Philo Cramer is an American musician best known as the lead guitarist for the Los Angeles punk band FEAR (Slash Records), from 1978 to 1993. He was a member of the band's classic lineup along with Spit Stix, Derf Scratch and frontman Lee Ving. He rejoined the group in 2018.

==Early life==
Hailing from Canoga Park, California, he graduated from the University of California, Los Angeles with a bachelor's degree in physics.

==Career==
Aside from FEAR, he was also in the art punk band The Cigarettes (Carlysle Records) from 1978 to 1979.

With FEAR, he appeared in Penelope Spheeris' documentary, The Decline of Western Civilization and played on their first two albums, The Record (1982) and More Beer (1985).
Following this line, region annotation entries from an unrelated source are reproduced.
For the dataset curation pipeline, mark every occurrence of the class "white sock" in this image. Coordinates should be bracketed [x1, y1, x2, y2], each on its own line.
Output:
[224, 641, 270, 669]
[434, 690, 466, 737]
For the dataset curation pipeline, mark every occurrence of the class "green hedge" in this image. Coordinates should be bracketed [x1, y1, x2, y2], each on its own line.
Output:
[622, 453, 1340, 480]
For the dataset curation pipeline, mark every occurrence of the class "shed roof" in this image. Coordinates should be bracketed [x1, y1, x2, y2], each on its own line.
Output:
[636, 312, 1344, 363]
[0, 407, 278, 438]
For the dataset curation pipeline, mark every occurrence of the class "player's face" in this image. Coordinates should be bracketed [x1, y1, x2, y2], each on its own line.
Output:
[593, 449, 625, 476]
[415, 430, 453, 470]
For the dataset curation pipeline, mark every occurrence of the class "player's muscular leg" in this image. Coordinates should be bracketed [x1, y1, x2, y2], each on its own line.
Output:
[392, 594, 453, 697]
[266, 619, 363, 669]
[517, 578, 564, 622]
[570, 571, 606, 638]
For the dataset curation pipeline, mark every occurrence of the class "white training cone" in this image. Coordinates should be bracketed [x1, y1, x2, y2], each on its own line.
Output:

FEAR performed "Beef Bologna", "New York's Alright If You Like Saxophones", and "Let's Have A War" on Saturday Night Live on October 31, 1981, with Cramer wearing a green dress; he also gave dollar bills to people in the crowd saying "I'll give you a dollar if you be my friend". FEAR was cut short to commercial on "Let's Have A War" because people in the crowd starting yelling "New York Sucks". Minor Threat's Ian Mackaye can be heard screaming the phrase shortly after the song "New York's Alright if You Like Saxophones". Lee Ving was the only original member of FEAR for many years; Cramer and drummer Spit Stix left in 1993, but returned in 2018 (according to the FEAR Facebook page).

Cramer also appeared in the movie Get Crazy as a band member. Briefly, in 1985, he formed a band with Agression drummer Mark Aber called King M'butu, also notable for containing Danny Dorman of Wasted Youth and Circle One. Cramer resides in Connecticut and plays in a band called The Fighting Cocks and occasionally plays FEAR cover songs with Connecticut post-punk group Red Temples.